【米ビルボード・アルバム・チャート】ロディ・リッチ初首位、故ジュース・ワールド2作がTOP10入り
【米ビルボード・アルバム・チャート】ロディ・リッチ初首位、故ジュース・ワールド2作がTOP10入り

 ロディ・リッチのデビュー・アルバム『プリーズ・エクスキューズ・ミー・フォー・ビーイング・アンチソーシャル』がNo.1デビューを飾った、今週の米ビルボード・アルバム・チャート。

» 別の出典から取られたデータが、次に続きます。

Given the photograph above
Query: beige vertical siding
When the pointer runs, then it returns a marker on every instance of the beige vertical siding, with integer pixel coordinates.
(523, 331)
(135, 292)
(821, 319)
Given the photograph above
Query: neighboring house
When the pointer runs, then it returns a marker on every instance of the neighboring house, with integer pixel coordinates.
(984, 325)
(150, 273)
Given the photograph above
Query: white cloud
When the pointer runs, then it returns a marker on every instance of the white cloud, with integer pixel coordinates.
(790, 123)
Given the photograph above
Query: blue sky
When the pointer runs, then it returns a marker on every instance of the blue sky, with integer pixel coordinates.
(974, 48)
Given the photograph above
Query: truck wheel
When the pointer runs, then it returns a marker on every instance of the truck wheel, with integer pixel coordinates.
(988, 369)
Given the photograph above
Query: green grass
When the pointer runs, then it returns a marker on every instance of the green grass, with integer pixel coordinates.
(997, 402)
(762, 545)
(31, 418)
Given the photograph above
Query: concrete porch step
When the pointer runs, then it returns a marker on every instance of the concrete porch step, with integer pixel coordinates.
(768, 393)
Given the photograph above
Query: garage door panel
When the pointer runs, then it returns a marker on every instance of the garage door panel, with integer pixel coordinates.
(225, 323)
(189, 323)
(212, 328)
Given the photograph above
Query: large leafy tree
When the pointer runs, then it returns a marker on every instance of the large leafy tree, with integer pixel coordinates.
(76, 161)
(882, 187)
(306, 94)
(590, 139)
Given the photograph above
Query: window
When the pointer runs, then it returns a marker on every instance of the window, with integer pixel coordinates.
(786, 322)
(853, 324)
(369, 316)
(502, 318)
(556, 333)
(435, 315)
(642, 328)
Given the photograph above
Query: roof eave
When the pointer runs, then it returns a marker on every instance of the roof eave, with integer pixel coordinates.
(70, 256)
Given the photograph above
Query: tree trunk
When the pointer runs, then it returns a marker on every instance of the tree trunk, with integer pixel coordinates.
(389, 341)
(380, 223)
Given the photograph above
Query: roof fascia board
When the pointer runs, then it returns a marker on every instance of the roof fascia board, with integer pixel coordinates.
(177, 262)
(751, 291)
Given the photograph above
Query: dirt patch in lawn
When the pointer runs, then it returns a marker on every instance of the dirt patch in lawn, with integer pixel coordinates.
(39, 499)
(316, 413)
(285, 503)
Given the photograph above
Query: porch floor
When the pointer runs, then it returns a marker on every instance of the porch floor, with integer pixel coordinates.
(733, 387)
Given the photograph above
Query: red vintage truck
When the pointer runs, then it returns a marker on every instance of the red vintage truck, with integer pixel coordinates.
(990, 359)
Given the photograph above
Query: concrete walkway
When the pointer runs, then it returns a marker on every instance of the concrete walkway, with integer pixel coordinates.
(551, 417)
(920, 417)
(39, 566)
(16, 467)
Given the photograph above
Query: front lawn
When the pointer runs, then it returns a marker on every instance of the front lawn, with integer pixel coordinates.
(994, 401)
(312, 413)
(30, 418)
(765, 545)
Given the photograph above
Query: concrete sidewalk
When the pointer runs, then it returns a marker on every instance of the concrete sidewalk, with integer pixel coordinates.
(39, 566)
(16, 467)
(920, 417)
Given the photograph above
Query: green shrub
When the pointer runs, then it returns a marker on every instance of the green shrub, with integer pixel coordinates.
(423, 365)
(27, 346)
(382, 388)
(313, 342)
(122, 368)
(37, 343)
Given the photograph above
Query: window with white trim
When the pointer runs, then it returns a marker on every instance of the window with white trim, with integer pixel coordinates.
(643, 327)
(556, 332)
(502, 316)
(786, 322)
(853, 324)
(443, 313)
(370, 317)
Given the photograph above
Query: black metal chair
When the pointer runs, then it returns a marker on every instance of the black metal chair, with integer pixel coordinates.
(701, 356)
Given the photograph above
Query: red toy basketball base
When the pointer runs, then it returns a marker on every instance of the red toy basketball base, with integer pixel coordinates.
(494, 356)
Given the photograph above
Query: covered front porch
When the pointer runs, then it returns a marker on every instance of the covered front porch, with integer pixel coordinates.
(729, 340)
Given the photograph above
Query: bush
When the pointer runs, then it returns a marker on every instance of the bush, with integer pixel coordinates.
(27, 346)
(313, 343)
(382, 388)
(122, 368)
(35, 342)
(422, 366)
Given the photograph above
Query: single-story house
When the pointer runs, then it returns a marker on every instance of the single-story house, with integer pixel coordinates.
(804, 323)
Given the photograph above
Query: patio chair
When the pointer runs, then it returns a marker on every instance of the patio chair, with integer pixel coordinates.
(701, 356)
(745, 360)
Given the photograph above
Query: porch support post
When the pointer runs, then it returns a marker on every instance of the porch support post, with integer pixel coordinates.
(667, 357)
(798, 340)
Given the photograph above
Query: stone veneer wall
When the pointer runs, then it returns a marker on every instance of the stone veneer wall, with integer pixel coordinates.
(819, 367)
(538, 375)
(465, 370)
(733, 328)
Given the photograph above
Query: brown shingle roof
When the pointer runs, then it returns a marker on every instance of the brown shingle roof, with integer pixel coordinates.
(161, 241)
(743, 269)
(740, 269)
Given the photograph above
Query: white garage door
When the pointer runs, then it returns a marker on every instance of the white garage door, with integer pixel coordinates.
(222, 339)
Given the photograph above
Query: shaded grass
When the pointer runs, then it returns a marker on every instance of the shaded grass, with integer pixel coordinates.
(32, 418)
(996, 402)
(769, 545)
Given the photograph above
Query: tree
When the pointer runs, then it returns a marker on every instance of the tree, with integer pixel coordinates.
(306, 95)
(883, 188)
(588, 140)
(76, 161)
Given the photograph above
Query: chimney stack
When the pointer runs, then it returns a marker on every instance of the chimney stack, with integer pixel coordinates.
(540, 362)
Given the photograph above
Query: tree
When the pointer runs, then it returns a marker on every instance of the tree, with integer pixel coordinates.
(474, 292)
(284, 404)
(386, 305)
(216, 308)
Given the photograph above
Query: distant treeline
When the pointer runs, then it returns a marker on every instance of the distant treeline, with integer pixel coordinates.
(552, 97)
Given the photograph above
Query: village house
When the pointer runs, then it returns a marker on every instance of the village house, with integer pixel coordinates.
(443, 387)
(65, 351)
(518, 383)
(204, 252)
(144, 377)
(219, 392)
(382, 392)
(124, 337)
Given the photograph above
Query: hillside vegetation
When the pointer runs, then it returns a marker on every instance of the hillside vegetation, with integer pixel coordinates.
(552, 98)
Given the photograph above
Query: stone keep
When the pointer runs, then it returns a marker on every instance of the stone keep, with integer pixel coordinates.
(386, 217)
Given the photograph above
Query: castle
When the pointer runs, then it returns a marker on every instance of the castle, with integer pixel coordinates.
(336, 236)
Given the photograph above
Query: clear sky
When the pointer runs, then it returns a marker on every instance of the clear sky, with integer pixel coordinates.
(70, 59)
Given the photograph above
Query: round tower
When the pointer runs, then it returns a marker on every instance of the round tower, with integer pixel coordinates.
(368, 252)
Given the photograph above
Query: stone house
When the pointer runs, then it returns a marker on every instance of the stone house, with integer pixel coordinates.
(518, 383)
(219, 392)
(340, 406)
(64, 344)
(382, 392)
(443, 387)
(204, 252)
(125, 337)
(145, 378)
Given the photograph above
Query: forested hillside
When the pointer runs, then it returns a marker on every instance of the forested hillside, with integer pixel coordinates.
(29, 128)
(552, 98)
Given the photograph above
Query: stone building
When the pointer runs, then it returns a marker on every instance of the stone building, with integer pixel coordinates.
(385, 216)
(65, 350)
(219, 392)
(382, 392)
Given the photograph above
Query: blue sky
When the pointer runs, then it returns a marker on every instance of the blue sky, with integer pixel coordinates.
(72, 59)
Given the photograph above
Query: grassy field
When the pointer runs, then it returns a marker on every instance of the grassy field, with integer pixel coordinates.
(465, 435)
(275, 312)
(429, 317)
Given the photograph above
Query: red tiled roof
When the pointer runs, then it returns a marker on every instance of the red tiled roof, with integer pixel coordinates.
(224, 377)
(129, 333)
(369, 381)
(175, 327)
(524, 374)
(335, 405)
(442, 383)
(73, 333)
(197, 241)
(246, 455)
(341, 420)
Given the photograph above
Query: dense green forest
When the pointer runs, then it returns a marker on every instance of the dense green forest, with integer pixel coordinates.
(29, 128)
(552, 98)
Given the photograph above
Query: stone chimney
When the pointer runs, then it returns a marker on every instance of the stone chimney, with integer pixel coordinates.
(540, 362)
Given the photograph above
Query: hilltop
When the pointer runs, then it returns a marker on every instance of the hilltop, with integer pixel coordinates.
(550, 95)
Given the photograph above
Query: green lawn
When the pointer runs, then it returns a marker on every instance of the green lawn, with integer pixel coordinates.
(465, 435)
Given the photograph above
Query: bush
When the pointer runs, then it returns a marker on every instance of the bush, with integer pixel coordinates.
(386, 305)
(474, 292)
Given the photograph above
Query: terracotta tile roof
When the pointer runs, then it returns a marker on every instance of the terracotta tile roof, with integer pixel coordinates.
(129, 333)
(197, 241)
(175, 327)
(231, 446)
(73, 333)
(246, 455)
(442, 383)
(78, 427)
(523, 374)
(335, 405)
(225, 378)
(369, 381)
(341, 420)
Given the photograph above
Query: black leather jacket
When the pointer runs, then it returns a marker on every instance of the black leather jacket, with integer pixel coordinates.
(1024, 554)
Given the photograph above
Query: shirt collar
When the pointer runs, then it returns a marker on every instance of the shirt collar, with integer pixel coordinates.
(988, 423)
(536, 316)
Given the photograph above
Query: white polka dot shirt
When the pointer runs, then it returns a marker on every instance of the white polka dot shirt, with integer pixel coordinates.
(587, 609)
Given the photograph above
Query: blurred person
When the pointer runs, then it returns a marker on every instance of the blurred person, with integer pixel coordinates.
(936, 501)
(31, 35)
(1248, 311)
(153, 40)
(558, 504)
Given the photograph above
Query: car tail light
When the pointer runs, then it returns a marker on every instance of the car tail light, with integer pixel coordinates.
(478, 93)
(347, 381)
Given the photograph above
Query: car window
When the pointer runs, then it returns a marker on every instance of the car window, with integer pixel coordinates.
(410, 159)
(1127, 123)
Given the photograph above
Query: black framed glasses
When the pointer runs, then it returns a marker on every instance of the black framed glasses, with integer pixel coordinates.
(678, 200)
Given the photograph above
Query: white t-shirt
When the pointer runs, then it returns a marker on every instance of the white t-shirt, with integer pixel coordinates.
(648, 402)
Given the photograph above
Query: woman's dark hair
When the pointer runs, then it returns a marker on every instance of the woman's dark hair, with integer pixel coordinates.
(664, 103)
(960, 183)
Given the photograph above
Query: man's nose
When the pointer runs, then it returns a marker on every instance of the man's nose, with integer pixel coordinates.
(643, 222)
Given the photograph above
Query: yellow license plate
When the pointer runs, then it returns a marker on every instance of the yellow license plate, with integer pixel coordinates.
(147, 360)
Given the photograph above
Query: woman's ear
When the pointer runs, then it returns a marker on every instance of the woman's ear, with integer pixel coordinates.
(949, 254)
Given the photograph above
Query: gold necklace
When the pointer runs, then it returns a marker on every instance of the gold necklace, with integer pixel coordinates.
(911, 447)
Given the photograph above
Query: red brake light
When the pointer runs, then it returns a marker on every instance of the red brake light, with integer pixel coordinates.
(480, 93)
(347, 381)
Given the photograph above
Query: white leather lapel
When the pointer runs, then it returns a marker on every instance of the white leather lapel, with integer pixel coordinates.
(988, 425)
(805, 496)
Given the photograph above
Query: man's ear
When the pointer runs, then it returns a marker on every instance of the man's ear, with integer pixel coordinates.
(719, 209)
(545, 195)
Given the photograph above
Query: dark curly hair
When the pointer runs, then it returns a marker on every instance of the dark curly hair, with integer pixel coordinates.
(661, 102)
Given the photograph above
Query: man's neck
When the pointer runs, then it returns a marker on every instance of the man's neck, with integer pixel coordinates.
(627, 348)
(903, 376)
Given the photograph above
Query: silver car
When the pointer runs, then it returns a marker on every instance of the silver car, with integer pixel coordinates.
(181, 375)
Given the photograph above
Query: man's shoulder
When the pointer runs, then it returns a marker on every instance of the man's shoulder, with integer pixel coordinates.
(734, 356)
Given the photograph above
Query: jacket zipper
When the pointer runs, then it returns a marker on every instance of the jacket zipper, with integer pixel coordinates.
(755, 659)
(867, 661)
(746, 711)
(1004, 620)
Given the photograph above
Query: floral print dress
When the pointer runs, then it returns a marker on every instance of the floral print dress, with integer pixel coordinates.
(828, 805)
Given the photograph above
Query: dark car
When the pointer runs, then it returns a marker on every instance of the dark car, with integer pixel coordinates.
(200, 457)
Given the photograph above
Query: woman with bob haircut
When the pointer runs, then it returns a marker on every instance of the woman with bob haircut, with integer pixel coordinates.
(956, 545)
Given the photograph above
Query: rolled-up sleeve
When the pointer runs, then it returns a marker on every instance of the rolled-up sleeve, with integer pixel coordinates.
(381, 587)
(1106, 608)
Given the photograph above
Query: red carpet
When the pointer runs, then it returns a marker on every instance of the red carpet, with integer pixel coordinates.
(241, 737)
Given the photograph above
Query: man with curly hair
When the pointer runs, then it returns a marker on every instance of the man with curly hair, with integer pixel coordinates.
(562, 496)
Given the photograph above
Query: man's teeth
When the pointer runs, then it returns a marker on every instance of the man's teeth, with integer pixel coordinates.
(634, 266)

 ロディ・リッチは、米カリフォルニア州コンプトン出身の新人ラッパー。2017年にシングル「Chase Tha Bag」でデビューし、同年にリリースした初ミックステープ『Feed Tha Streets』が注目を浴び、翌年発表の第二弾『Feed Tha Streets II』が、同チャート67位、R&Bチャートでは36位まで上昇するスマッシュヒットを記録した。本作『プリーズ・エクスキューズ・ミー・フォー・ビーイング・アンチソーシャル』はそれに続く3作目で、正式なスタジオ・アルバムとしては初のリリースとなる。

 アルバムからは、ガンナをフィーチャーした「Start wit Me」が米ビルボード・ソング・チャート“Hot 100”で75位、エイ・ブギー・ウィット・ダ・フーディとのコラボ・ソング「Tip Toe」がR&B/ヒップホップ・チャートで34位をそれぞれマークし、プロモーションに繋げた。また、今年3月末に死去したニプシー・ハッスルの「Racks in the Middle」や、現在ヒットしているマスタードとのコラボ曲「Ballin'」に、フィーチャリング・アーティストとして参加したことも、知名度を高める大きな要因となった。2020年1月27日に開催される【第62回グラミー賞】では、「Racks in the Middle」が<最優秀ラップ/サング・コラボレーション賞>、「Ballin'」が<最優秀ラップ楽曲賞>と<最優秀ラップ・パフォーマンス賞>にそれぞれノミネートされている。

 『プリーズ・エクスキューズ・ミー・フォー・ビーイング・アンチソーシャル』の初動ユニットは101,000で、そのうちストリーミングのよるユニット数が98,000、アルバムの実売はわずか3,000枚と、そのほとんどをSEAユニットが占めた。週間視聴回数は1億3,070回で、今週最大のストリーミング数を記録している。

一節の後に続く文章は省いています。